The raw position signal exhibits high precision; therefore, the only preprocessing step applied is a reference system transformation to align the data with the workspace platform coordinates. This ensures consistency across all recorded trajectories and facilitates further analysis within a unified spatial framework.

Conversely, force signals are inherently more susceptible to noise due to the relatively low magnitudes of the forces and torques exerted during trajectory execution. To mitigate this issue, a moving average filter is applied to smooth the force measurements and reduce high-frequency fluctuations. This filtering process enhances the reliability of the recorded force data while preserving the essential characteristics of the user’s interaction forces.

2.2.2. Normalization

Since the trajectory dataset is multidimensional, each trajectory point contains several magnitudes, such as position, velocity, and interaction forces. To ensure consistent scaling across variables and avoid distortions due to differing units or ranges, a normalization and scaling procedure is applied independently to each magnitude.

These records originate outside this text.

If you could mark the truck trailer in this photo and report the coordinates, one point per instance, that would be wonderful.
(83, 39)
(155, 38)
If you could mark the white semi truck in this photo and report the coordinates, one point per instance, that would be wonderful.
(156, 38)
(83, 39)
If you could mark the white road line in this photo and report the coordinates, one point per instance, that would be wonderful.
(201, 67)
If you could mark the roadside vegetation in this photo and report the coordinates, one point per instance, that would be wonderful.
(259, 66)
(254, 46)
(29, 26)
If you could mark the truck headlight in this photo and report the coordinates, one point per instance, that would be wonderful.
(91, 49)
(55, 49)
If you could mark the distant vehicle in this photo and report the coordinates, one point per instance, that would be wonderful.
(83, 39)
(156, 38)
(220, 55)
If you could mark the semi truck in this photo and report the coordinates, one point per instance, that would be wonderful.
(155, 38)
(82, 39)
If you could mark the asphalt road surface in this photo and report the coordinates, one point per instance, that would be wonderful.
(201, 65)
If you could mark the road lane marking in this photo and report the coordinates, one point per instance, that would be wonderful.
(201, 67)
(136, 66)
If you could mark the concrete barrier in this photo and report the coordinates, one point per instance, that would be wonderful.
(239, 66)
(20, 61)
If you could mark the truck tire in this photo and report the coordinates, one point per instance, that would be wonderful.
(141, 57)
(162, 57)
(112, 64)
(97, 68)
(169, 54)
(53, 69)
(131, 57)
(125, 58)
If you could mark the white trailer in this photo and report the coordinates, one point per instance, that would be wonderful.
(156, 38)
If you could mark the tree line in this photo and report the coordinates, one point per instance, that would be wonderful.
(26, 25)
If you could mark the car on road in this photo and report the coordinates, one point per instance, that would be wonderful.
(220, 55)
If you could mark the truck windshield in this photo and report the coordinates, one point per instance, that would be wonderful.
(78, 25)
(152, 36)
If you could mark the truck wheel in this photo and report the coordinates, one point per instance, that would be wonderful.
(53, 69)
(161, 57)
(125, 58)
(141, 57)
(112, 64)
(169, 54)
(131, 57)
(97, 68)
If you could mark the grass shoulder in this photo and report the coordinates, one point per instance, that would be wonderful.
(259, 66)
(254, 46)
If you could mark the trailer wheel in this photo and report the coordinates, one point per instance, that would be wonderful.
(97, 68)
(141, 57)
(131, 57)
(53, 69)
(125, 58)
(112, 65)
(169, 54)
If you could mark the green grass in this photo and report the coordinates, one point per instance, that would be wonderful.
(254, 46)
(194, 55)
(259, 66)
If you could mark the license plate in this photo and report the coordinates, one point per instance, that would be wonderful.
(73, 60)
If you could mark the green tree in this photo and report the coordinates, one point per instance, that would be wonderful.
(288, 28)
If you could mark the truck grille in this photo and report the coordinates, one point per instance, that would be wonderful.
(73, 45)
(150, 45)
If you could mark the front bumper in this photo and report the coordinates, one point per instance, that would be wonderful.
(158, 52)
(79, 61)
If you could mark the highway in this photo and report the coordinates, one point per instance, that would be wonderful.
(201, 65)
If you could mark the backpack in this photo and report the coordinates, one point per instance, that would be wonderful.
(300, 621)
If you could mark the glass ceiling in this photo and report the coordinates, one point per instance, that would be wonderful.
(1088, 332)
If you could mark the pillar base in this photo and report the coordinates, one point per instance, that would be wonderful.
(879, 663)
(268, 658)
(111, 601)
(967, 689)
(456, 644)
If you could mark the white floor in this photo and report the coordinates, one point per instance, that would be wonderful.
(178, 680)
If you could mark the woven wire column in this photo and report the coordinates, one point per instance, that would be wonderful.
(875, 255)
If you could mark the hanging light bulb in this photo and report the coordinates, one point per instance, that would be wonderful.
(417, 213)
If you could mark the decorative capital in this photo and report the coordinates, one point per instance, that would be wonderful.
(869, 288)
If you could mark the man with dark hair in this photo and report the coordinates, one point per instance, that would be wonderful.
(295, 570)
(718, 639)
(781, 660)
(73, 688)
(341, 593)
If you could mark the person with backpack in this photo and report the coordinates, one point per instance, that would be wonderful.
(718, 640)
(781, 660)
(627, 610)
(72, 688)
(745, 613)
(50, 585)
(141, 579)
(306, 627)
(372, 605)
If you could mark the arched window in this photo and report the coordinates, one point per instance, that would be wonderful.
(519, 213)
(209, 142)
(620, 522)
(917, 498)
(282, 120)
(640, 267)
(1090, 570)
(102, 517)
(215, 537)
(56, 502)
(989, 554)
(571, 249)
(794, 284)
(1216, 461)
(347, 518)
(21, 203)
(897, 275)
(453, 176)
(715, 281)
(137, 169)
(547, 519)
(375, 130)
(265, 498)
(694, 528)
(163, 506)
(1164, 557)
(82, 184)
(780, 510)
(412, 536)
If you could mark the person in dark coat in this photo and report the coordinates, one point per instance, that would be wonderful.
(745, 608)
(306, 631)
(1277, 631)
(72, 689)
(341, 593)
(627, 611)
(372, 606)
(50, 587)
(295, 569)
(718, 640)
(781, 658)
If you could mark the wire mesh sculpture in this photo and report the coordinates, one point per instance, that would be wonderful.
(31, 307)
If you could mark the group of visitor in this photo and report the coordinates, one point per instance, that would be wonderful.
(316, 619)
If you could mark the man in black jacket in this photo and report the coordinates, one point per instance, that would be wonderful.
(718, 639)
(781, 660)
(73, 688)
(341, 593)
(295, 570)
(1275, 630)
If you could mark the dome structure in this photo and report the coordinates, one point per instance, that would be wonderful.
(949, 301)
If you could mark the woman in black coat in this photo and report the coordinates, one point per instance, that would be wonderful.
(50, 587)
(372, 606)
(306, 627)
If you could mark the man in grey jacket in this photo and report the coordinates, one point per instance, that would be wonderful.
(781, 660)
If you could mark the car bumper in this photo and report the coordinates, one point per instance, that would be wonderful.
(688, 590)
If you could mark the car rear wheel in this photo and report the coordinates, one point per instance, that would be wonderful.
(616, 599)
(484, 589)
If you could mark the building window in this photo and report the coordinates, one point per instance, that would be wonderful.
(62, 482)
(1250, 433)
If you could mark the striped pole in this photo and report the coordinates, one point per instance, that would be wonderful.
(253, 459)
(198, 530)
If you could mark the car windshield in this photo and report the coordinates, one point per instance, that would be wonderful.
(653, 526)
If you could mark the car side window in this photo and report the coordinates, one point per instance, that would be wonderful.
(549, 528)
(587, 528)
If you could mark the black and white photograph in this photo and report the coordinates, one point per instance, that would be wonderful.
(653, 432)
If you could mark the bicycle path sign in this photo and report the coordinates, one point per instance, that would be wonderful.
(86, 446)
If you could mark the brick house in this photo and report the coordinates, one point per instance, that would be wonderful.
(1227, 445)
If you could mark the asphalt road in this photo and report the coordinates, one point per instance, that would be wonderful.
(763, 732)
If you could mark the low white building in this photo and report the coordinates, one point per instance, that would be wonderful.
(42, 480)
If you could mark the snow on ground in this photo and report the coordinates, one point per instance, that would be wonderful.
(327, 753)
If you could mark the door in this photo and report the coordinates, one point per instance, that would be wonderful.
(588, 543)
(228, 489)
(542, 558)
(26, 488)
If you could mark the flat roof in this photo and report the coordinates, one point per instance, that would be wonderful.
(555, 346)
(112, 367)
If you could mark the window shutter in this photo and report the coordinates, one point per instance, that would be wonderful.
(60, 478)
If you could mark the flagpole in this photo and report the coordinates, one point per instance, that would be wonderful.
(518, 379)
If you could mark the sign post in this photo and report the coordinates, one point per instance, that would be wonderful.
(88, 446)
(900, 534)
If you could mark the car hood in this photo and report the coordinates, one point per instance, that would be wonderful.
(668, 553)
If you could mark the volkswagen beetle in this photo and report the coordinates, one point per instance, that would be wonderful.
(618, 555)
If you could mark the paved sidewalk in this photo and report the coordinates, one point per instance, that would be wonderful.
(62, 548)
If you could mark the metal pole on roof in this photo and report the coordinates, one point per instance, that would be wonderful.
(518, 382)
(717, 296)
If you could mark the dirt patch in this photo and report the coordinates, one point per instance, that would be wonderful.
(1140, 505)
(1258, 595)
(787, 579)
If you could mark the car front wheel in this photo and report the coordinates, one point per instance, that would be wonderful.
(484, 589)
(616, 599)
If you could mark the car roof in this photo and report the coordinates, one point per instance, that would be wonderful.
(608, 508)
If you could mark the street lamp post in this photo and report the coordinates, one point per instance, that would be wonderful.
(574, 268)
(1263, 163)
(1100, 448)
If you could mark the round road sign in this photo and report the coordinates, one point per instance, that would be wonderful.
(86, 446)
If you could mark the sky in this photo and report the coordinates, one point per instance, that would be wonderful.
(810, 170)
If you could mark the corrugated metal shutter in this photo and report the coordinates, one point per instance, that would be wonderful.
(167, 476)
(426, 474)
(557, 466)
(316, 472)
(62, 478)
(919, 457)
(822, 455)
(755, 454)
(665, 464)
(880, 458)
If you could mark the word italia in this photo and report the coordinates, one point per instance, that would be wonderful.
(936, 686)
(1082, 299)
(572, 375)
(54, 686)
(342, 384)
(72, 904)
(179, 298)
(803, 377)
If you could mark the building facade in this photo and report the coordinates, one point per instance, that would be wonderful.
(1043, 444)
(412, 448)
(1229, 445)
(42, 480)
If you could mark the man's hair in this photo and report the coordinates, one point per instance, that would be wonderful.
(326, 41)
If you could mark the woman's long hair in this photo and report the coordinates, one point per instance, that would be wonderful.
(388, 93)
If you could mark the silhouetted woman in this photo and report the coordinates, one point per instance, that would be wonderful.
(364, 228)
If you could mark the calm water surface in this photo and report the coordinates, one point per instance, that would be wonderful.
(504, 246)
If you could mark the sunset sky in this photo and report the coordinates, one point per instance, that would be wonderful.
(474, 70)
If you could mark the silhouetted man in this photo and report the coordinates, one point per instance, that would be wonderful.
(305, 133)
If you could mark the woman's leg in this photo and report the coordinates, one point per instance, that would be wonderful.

The raw data is organized as a set of matrices, one for each type of signal (e.g., position, velocity, force), with each matrix containing time-series data from all demonstrations. For each of these matrices, a min-max normalization is applied, scaling all values to the

[0, 1]

range based on the global minimum and maximum of the respective signal. This preserves the internal variability of each signal while eliminating offsets and unit inconsistencies.

After normalization, each signal is further scaled by a predefined weight coefficient that allows for adjusting the relative contribution of each variable in later processing steps. For example, if forces are considered more relevant for the learning task, they may be given a higher weight compared to position or velocity. This weighted normalization results in a balanced, dimensionally consistent dataset suitable for subsequent stages, such as trajectory simplification and learning-based modeling.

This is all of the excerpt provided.